Die Elefanten, die Gewehrkugeln, die Adler, The Black Stars, die Wüstenfüchse oder Bafana Bafana?

(2010sdafrika-Redaktion)

– Afrika-Cup 2013-Spezial –

Heute hat der Weltfußballverband FIFA die Ranglisten aktualisiert, die als Parameter zum internationalen Vergleich von Nationalmannschaften herangezogen werden. Kurz vor Beginn des Afrika Cups 2013 erhalten diese Rankings eine besondere Bedeutung zur Einschätzung der diesjährigen Favoriten. Leicht ist die Beantwortung der Frage, wer nun der große Favorit bei der Meisterschaft 2013 in Südafrika ist, dennoch nicht.

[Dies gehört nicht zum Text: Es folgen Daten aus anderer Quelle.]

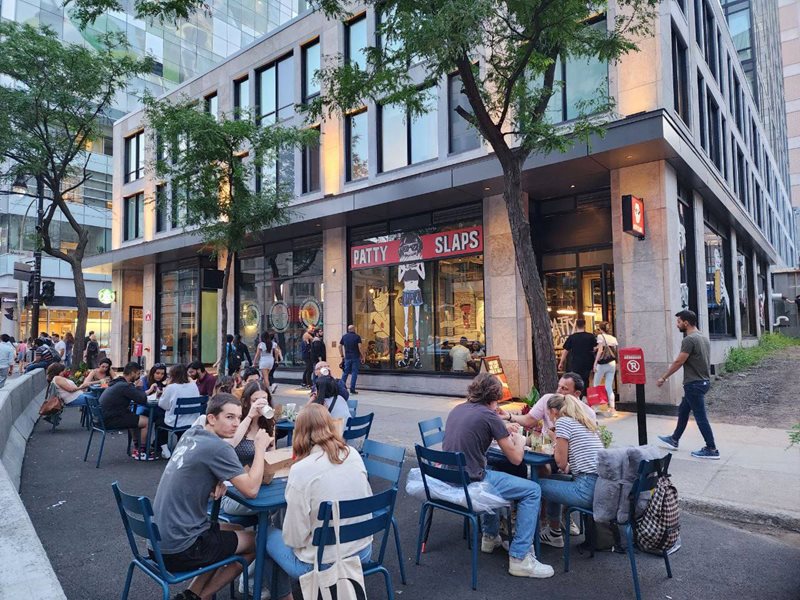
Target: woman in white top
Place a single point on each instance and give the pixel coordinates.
(605, 363)
(577, 445)
(180, 386)
(326, 469)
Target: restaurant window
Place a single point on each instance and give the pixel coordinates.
(134, 217)
(134, 157)
(241, 97)
(720, 316)
(416, 289)
(280, 291)
(311, 64)
(357, 145)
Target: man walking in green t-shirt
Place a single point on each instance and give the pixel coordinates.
(694, 357)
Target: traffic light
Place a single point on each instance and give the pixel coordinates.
(48, 292)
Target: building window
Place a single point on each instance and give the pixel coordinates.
(720, 317)
(241, 97)
(275, 91)
(407, 140)
(134, 157)
(680, 85)
(462, 136)
(311, 167)
(356, 42)
(356, 141)
(311, 64)
(134, 217)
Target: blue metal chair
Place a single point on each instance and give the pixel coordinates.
(97, 424)
(357, 428)
(432, 431)
(386, 462)
(137, 517)
(380, 509)
(183, 406)
(449, 467)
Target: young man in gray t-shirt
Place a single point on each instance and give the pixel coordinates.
(695, 358)
(196, 471)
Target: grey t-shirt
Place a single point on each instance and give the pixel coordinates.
(698, 366)
(201, 460)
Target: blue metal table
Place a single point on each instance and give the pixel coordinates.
(270, 497)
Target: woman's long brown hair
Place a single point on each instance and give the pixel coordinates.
(315, 427)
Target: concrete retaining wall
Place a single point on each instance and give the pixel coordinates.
(32, 575)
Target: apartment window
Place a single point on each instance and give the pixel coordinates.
(134, 217)
(356, 42)
(212, 105)
(680, 85)
(311, 64)
(462, 136)
(275, 91)
(134, 157)
(311, 167)
(356, 142)
(241, 97)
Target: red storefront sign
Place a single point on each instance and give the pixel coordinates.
(631, 365)
(456, 242)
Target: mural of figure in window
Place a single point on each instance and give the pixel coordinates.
(410, 272)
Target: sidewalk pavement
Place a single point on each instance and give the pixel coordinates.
(757, 479)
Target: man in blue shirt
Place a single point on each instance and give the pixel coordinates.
(352, 356)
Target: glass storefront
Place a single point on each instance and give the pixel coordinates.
(280, 290)
(416, 289)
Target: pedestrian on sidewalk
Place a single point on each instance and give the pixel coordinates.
(694, 357)
(352, 356)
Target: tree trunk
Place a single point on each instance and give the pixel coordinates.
(224, 321)
(544, 352)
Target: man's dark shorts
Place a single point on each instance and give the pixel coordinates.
(213, 545)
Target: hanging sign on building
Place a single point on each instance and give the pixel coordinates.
(633, 216)
(456, 242)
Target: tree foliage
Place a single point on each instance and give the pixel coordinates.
(53, 100)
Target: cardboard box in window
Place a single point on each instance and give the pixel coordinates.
(277, 463)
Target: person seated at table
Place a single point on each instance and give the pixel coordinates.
(471, 427)
(71, 394)
(577, 445)
(328, 395)
(256, 396)
(180, 386)
(102, 374)
(326, 469)
(115, 404)
(200, 464)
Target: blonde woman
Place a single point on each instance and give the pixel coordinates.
(325, 470)
(576, 448)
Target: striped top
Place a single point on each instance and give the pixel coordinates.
(583, 445)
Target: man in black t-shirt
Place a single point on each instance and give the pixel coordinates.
(578, 355)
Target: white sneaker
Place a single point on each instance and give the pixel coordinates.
(546, 536)
(490, 544)
(528, 567)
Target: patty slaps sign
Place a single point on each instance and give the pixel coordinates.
(434, 246)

© Die Favoriten des Afrika Cups 2013: Elfenbeinküste, Sambia, Mali, Ghana, Algerien und Südafrika. Jede Mannschaft hat ihre Stärken und Schwächen. Es bleibt spannend.

© Die Favoriten des Afrika Cups 2013: Elfenbeinküste, Sambia, Mali, Ghana, Algerien und Südafrika. Jede Mannschaft hat ihre Stärken und Schwächen. Es bleibt spannend.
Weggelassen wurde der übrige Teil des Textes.